Foolish. Understandable. But foolish.
“An innocent man suffered because of your pride. You will know a thousandfold what he learned. Death is not a reward I will grant you as long as I live, not until your mind is a shattered mass and your soul is dead within you. And when I kill you, when I finally remove your stain from the world around us, and send you to the Hell that awaits, I will leave your carcass for the maggots. You are not worthy of being fed to the dogs, to the beasts. I will watch you decay and I will-”
“Mar-gar-eet know things are bad. Why do bad things?”
She blinked, forcing the memory back. It refused to be kept away, forcing itself back again and again, until she spoke through it.
“Some things MUST be done.” It was the loudest she had been since entering these walls. She continued, softer: “To do them, sometimes Mar-gar must do bad things. Mar-gar does not like this.”
She took her first break, sipping water, considering her options. She brought her food, a delicious-smelling roast, into the hall with her. Alain would smell it and know, and would be deprived the food he had tasted so much before. She would not let Alain taste food worth the name ever again.
What could she do, now? No doctor could mend the innocent's mind. No healing could fix him. He was gibbering, a mess of words and flesh and torment.
She had to try.
She left the hallway, for the kitchen. She found the sweetest treats they had, and left for the quiet room. The safe room.
He had not moved since he was put there. Curled like a fetus, sobbing unending. She ordered a subordinate to give him the treat, to be as careful and kind as possible.
The poor innocent did not notice. He began choking on the sweets, his body seizing on the floor.
Asphyxiation was a painful, slow death. She refused to let him suffer it. Society's concept of what was brutal and what was merciful was revolting to her. So many quick deaths were thought unkind merely for what their result was. But to be unaware of death was the ultimate kindness.
She grabbed him by the shoulders and charged the spell, violently exploding him. The poor, innocent mind she had destroyed was eliminated in an instant. The mess was nothing to her. Nothing compared to what she had done.
Alain's torment lasted four months. Every hour, on the hour, she reminded him of what he had done, and why she was destroying him. He was fed only pieces of the other prisoners. The slavers, the somnus magnates, those who had become wealthy off the work of the desperate poor to destroy the helpless poor, none suffered as Alain did.

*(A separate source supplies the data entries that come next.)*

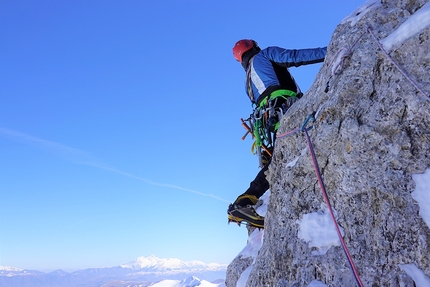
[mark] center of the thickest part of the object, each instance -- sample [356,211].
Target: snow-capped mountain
[188,282]
[153,264]
[144,271]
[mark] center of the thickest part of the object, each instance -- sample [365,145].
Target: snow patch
[316,283]
[319,231]
[422,194]
[241,282]
[414,24]
[419,277]
[358,13]
[255,241]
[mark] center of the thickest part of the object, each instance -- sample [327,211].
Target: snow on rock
[371,138]
[358,13]
[318,230]
[414,24]
[420,279]
[316,283]
[188,282]
[153,264]
[422,194]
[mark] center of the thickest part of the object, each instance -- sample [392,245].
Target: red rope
[325,195]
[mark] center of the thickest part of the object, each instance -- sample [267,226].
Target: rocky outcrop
[371,137]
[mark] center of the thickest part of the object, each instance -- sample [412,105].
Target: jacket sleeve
[296,58]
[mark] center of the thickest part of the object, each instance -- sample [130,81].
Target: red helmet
[241,47]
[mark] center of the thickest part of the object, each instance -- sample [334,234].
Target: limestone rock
[371,134]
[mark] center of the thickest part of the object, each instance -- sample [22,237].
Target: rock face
[371,134]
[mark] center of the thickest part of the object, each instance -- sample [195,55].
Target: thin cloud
[78,156]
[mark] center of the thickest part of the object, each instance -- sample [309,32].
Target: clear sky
[120,130]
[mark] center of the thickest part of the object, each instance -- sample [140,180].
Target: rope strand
[324,193]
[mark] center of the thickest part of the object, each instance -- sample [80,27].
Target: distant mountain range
[145,271]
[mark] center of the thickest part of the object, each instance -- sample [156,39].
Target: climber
[268,83]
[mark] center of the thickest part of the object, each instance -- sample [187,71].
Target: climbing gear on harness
[239,214]
[265,120]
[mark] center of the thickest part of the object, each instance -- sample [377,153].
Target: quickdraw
[263,123]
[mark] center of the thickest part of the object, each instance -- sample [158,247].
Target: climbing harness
[264,121]
[305,130]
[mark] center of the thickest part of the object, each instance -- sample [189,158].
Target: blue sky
[120,130]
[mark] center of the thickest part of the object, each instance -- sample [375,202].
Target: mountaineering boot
[237,214]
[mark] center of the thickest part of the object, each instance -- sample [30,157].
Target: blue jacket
[267,71]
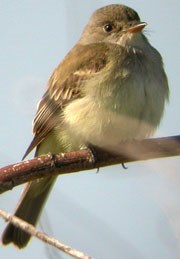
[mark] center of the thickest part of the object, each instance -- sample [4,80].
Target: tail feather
[29,209]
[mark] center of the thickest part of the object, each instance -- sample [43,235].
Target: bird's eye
[108,27]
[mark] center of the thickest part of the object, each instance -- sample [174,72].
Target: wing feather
[65,85]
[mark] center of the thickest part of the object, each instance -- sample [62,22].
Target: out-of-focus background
[132,214]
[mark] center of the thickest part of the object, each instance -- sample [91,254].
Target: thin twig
[30,229]
[63,163]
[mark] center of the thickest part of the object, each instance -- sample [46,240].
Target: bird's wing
[65,85]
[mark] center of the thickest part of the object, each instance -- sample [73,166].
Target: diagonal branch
[63,163]
[42,236]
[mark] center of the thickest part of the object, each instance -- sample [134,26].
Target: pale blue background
[133,214]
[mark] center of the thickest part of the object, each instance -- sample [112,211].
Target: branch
[63,163]
[30,229]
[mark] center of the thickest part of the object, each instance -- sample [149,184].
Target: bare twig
[63,163]
[40,235]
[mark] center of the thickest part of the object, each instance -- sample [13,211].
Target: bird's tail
[29,209]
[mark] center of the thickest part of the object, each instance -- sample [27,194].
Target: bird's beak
[135,27]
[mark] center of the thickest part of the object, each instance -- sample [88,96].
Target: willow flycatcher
[110,87]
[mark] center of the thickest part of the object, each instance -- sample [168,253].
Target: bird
[111,87]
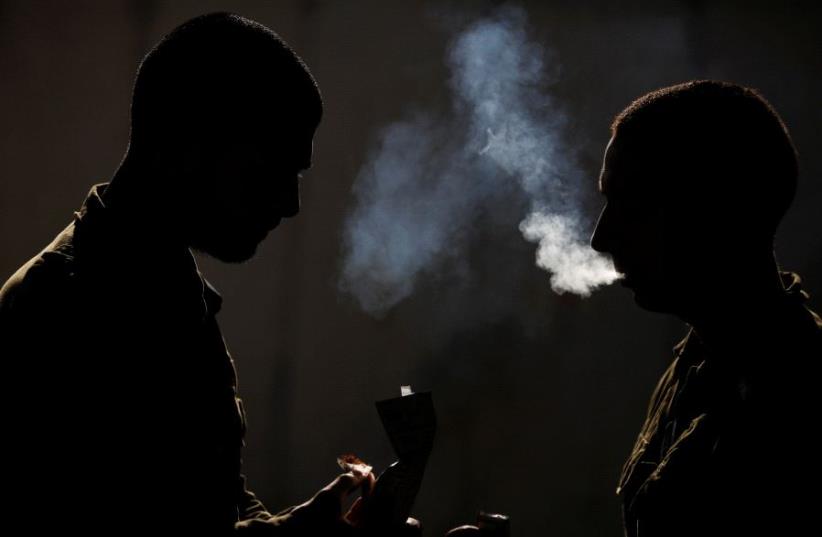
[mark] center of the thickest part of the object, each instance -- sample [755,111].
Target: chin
[229,251]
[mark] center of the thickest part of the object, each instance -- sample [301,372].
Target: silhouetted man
[697,177]
[121,413]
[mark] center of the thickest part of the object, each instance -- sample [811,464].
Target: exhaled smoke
[422,186]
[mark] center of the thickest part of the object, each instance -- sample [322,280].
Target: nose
[599,238]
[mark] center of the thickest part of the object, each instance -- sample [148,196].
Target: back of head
[219,74]
[718,153]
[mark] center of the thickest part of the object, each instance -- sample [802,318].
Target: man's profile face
[250,182]
[632,229]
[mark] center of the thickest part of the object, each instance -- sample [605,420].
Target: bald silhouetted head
[697,177]
[223,116]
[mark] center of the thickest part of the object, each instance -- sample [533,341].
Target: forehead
[623,169]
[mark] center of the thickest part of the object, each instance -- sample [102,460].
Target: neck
[134,198]
[746,304]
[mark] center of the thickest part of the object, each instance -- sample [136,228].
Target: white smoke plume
[425,181]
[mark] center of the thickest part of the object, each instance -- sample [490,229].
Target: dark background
[539,396]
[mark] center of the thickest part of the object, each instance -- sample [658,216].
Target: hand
[323,512]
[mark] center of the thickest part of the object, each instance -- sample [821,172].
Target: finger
[463,531]
[345,483]
[368,485]
[413,528]
[354,514]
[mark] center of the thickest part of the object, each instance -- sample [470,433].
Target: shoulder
[43,280]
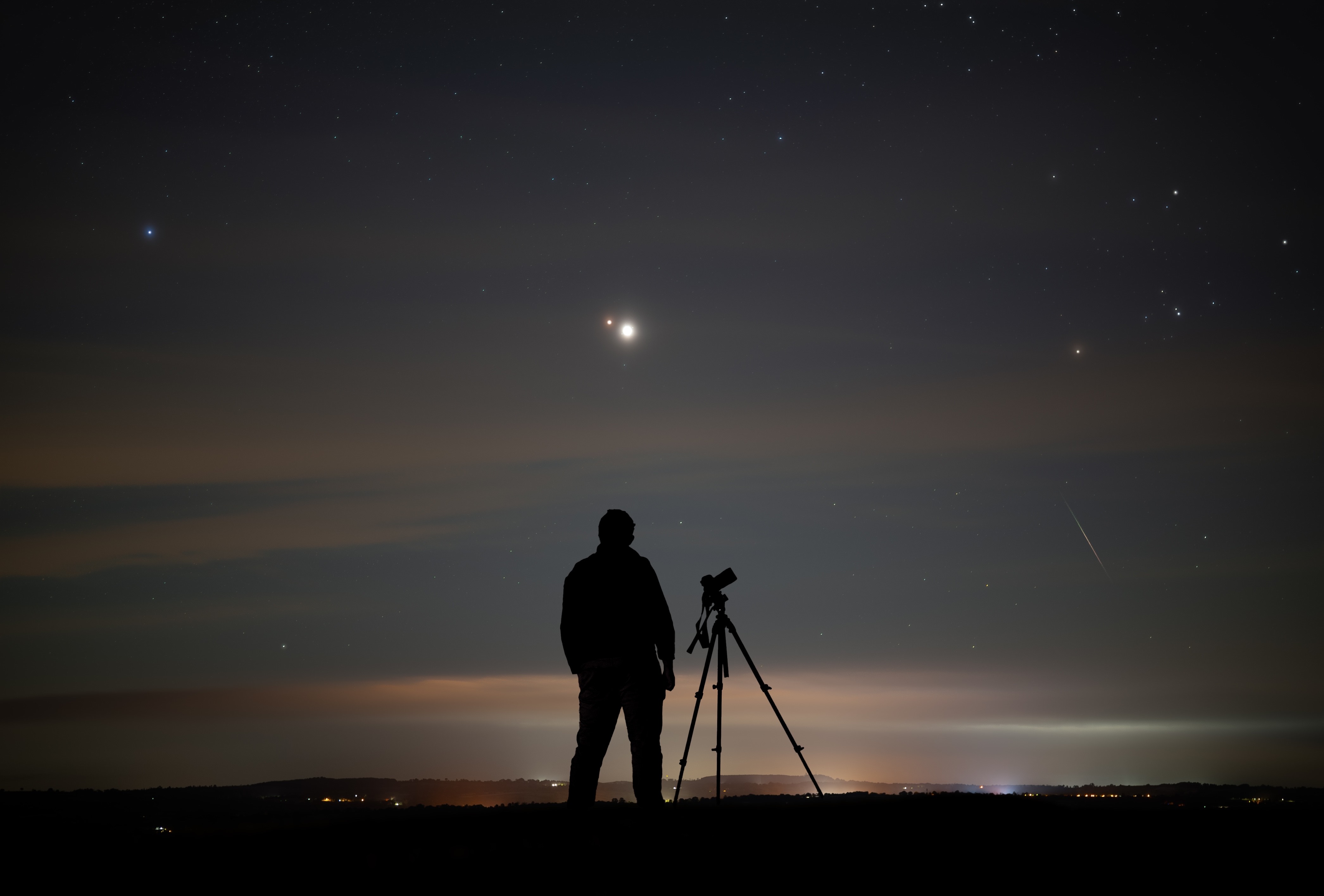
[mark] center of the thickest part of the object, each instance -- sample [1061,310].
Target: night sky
[310,400]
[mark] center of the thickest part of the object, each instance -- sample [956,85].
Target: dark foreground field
[203,837]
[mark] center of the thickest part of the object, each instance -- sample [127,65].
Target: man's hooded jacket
[613,608]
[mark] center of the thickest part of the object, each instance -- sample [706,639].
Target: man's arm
[664,632]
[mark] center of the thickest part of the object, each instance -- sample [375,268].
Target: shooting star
[1086,537]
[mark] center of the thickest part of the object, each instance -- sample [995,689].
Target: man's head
[616,530]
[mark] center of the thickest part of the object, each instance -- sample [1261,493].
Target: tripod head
[713,600]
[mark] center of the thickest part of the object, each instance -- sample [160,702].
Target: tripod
[715,601]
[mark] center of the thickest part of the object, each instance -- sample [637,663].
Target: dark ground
[198,837]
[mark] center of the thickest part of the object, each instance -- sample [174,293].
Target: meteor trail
[1086,537]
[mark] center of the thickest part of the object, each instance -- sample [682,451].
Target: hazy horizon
[310,398]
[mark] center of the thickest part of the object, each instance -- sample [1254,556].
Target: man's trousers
[604,691]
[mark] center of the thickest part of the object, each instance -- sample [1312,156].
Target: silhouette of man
[615,628]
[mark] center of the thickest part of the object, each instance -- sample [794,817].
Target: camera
[713,586]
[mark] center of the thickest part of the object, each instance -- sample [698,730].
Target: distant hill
[445,792]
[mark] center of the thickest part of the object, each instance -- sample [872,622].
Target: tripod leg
[766,689]
[722,668]
[698,699]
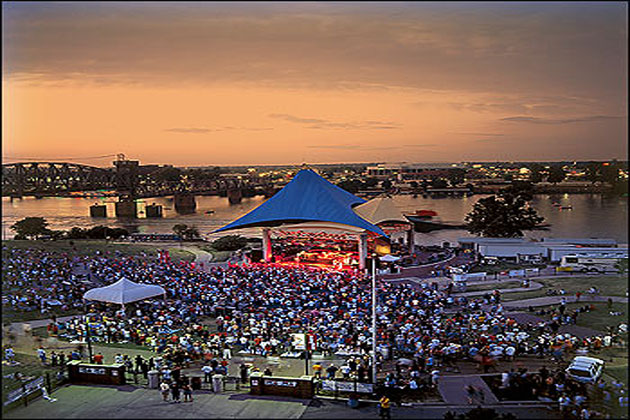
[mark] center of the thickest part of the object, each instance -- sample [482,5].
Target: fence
[25,391]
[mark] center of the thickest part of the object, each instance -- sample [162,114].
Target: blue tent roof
[308,197]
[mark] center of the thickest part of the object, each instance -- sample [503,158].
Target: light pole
[374,319]
[87,330]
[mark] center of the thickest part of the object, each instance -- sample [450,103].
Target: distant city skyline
[199,84]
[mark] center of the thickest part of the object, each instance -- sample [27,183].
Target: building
[410,171]
[589,242]
[549,249]
[556,252]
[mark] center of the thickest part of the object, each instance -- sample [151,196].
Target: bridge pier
[126,208]
[235,195]
[185,203]
[153,210]
[98,210]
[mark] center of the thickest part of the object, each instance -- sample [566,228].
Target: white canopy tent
[124,291]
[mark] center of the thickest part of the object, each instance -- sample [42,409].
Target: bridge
[127,179]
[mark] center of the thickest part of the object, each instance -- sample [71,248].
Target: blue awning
[308,197]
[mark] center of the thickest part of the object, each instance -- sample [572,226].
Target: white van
[585,369]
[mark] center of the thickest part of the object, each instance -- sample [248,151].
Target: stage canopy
[123,291]
[380,210]
[307,198]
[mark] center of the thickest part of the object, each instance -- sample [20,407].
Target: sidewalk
[555,300]
[453,389]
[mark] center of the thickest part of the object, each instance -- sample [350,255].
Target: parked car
[585,369]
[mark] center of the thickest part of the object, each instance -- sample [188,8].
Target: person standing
[42,354]
[98,358]
[144,367]
[187,392]
[164,389]
[244,373]
[207,373]
[175,392]
[384,405]
[9,354]
[227,352]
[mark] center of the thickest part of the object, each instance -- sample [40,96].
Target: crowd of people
[210,315]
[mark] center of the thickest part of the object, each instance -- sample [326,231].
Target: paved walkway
[453,390]
[78,401]
[128,402]
[555,300]
[532,286]
[582,332]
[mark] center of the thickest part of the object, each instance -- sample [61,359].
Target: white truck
[585,369]
[588,264]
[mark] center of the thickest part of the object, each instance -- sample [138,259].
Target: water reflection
[591,215]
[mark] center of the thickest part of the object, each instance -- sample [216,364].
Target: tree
[30,227]
[505,216]
[556,174]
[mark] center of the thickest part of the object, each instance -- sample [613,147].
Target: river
[591,216]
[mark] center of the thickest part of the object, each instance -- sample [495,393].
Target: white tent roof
[123,291]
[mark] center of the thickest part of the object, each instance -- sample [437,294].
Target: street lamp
[374,319]
[87,330]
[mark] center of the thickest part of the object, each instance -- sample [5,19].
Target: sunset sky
[286,83]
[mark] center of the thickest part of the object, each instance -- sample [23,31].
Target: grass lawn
[43,332]
[599,318]
[609,285]
[31,367]
[9,316]
[616,364]
[88,247]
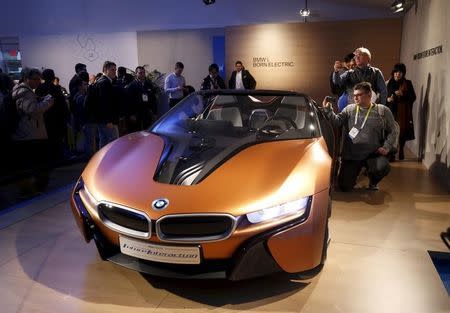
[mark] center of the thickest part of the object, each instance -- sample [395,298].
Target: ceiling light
[305,12]
[398,6]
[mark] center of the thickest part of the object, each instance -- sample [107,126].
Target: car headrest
[297,101]
[297,116]
[257,118]
[231,114]
[225,99]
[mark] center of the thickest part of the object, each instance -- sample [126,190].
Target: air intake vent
[124,219]
[195,227]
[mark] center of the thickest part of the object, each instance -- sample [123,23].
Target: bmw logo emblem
[160,204]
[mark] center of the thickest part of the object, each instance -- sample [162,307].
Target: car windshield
[204,130]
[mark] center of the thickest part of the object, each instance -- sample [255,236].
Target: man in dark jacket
[213,80]
[79,67]
[141,107]
[241,78]
[107,105]
[57,116]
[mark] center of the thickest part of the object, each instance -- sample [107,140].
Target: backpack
[381,112]
[9,117]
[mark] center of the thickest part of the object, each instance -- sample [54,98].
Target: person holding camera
[369,136]
[363,72]
[30,140]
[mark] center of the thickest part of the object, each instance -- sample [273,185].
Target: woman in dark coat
[401,97]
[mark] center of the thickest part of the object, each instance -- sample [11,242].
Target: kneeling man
[369,136]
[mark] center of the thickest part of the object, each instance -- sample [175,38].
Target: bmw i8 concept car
[228,184]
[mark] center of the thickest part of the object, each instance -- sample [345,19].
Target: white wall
[427,26]
[62,52]
[56,16]
[162,49]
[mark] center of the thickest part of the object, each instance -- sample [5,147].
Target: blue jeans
[107,135]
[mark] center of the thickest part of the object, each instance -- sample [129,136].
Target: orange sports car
[228,184]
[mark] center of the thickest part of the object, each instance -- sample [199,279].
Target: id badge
[353,133]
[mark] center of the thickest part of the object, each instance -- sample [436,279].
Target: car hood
[259,176]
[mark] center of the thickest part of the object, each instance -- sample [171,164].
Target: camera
[330,99]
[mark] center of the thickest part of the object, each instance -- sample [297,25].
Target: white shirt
[239,83]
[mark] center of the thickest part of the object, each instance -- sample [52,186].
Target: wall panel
[312,47]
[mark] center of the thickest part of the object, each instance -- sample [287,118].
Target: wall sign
[428,53]
[267,62]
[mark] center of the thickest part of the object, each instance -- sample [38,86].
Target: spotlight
[305,12]
[398,6]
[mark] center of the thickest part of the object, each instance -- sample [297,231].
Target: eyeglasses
[356,95]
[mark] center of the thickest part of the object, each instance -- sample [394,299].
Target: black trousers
[377,168]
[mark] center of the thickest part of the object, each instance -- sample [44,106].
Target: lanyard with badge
[355,131]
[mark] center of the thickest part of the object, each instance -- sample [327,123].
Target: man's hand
[337,66]
[383,151]
[326,104]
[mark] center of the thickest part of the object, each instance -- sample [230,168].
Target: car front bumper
[292,247]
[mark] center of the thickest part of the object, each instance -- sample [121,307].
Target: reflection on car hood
[268,173]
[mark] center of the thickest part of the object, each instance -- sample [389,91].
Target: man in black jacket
[141,102]
[241,78]
[75,81]
[107,106]
[213,80]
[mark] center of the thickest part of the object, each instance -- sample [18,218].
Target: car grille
[195,227]
[128,219]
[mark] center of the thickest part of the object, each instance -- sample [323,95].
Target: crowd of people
[42,123]
[373,116]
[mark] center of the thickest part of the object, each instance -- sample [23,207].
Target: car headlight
[297,207]
[88,198]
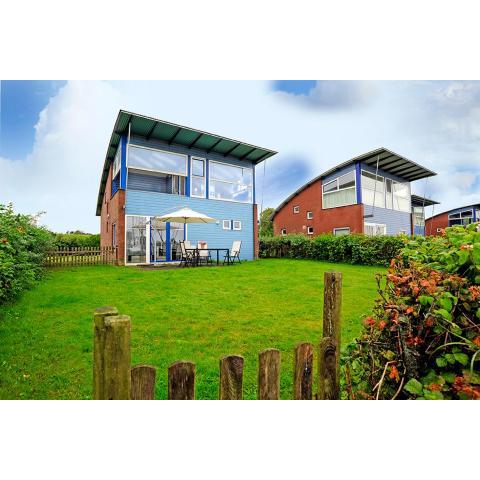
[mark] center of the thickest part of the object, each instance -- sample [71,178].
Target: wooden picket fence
[80,256]
[115,379]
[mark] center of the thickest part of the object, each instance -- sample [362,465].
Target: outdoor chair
[203,255]
[187,257]
[234,253]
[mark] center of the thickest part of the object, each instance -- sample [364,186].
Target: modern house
[368,194]
[153,167]
[457,216]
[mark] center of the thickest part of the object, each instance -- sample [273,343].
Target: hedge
[357,249]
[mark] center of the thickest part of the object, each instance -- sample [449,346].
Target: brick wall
[324,221]
[113,213]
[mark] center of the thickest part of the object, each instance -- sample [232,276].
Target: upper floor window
[385,193]
[229,182]
[117,161]
[340,192]
[198,181]
[146,158]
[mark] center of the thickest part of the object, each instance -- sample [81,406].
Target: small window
[339,232]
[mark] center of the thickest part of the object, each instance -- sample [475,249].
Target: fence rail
[115,379]
[79,256]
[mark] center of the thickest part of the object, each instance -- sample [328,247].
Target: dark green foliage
[423,339]
[266,225]
[77,239]
[22,248]
[357,249]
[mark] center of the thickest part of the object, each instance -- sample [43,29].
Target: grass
[185,314]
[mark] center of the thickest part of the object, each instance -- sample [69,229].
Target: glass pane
[230,191]
[198,187]
[136,240]
[230,173]
[347,181]
[167,162]
[340,198]
[198,168]
[330,186]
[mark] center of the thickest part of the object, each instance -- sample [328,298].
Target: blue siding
[153,204]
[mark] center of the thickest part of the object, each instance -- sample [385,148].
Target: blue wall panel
[154,204]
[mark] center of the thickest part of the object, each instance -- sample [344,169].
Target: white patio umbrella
[186,215]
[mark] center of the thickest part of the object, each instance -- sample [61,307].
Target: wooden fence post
[328,373]
[143,382]
[117,381]
[269,374]
[329,355]
[231,377]
[303,372]
[181,381]
[99,317]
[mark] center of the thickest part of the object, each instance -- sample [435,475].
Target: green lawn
[185,314]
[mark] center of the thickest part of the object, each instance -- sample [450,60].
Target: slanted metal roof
[173,134]
[418,201]
[388,161]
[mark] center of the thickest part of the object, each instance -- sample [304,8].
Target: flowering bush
[22,248]
[423,339]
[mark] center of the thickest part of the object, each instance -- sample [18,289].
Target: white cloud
[61,175]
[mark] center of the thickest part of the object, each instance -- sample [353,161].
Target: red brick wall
[324,221]
[113,212]
[438,221]
[255,231]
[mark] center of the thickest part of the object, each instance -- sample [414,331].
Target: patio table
[196,253]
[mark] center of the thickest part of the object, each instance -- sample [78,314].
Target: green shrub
[71,240]
[423,339]
[22,249]
[358,249]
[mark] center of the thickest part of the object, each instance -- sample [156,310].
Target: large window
[136,239]
[340,192]
[157,160]
[460,218]
[228,182]
[198,178]
[385,193]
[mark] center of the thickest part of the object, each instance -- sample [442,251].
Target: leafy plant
[423,339]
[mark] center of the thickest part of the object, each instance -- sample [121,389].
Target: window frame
[338,189]
[340,228]
[204,160]
[228,182]
[134,145]
[229,227]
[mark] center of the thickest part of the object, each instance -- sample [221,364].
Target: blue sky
[54,134]
[20,104]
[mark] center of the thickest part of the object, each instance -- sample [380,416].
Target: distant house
[457,216]
[368,194]
[153,167]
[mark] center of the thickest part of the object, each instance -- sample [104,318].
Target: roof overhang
[173,134]
[418,201]
[388,161]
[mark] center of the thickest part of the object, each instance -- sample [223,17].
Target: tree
[266,225]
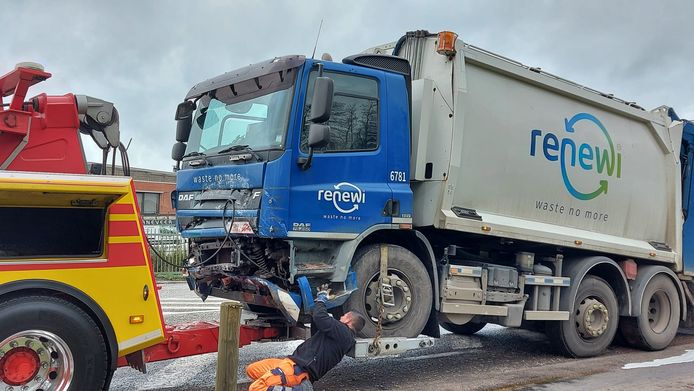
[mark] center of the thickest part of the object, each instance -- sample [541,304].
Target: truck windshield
[259,122]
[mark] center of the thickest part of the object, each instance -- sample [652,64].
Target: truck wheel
[468,328]
[657,325]
[592,324]
[47,343]
[412,292]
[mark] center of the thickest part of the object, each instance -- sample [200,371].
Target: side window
[354,118]
[149,202]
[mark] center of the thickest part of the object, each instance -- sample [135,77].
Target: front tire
[411,287]
[50,344]
[657,325]
[592,322]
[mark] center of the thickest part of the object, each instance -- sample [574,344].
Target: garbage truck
[432,183]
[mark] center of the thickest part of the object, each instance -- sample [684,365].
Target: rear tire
[592,322]
[72,338]
[468,328]
[405,267]
[657,325]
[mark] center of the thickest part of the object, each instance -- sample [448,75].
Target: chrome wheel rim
[35,360]
[592,318]
[659,309]
[402,293]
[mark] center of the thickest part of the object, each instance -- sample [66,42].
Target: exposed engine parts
[242,256]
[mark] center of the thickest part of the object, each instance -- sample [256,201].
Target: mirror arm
[305,162]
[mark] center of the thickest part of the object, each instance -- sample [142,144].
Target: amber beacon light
[446,45]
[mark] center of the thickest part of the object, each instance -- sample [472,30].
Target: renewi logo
[345,197]
[601,160]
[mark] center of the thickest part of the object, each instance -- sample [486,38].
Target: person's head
[354,320]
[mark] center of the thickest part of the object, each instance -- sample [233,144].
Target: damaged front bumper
[290,304]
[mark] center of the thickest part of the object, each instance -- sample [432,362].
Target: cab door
[345,190]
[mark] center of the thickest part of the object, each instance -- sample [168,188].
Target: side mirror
[184,118]
[322,100]
[183,126]
[178,150]
[318,135]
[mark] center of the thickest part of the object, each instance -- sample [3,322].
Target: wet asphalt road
[496,358]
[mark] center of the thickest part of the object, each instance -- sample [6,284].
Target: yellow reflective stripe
[122,217]
[123,239]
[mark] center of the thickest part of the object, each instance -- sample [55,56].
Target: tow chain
[383,279]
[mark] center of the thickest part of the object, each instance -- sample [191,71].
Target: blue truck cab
[271,218]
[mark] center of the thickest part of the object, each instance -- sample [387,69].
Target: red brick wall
[159,187]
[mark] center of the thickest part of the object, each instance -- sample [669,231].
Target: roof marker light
[446,43]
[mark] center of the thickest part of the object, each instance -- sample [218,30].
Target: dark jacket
[320,353]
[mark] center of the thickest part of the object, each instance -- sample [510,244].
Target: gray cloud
[145,55]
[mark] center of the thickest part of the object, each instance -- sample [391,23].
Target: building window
[149,202]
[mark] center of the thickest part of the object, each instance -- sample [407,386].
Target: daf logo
[186,197]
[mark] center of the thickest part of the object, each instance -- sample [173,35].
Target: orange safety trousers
[274,372]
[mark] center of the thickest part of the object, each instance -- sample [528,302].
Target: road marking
[688,356]
[189,305]
[194,298]
[187,312]
[434,355]
[179,372]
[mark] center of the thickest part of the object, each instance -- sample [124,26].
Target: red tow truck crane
[78,296]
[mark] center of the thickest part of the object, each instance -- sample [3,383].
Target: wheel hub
[592,318]
[402,299]
[19,366]
[35,360]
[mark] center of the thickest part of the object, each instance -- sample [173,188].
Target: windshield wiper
[242,147]
[194,153]
[195,163]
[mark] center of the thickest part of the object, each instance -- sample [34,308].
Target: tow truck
[78,295]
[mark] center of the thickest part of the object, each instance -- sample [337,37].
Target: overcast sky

Because she knew her work was necessary, and the punishment she deserved she could not issue. Alain suffered for both of them. It still wasn't enough. She made sure the process was as protracted as possible, took as long as possible, and he still didn't suffer enough. She still didn't suffer enough.
Bear took some time to consider her words carefully, and when he had concluded, he spoke to her.
“Mar-gar-eet is Dutiful Owl.”
She stared at him, her heart stopping.
Here was someone downtrodden, beaten by the world and hated by the vile and repulsive. Someone strong in spite of fate, and not because of it.
The weight lifted, ever-so-slightly. The memory faded, for now. It was the most relief she had felt since that day. The endless string of self-condemnation had paused for the briefest of moments.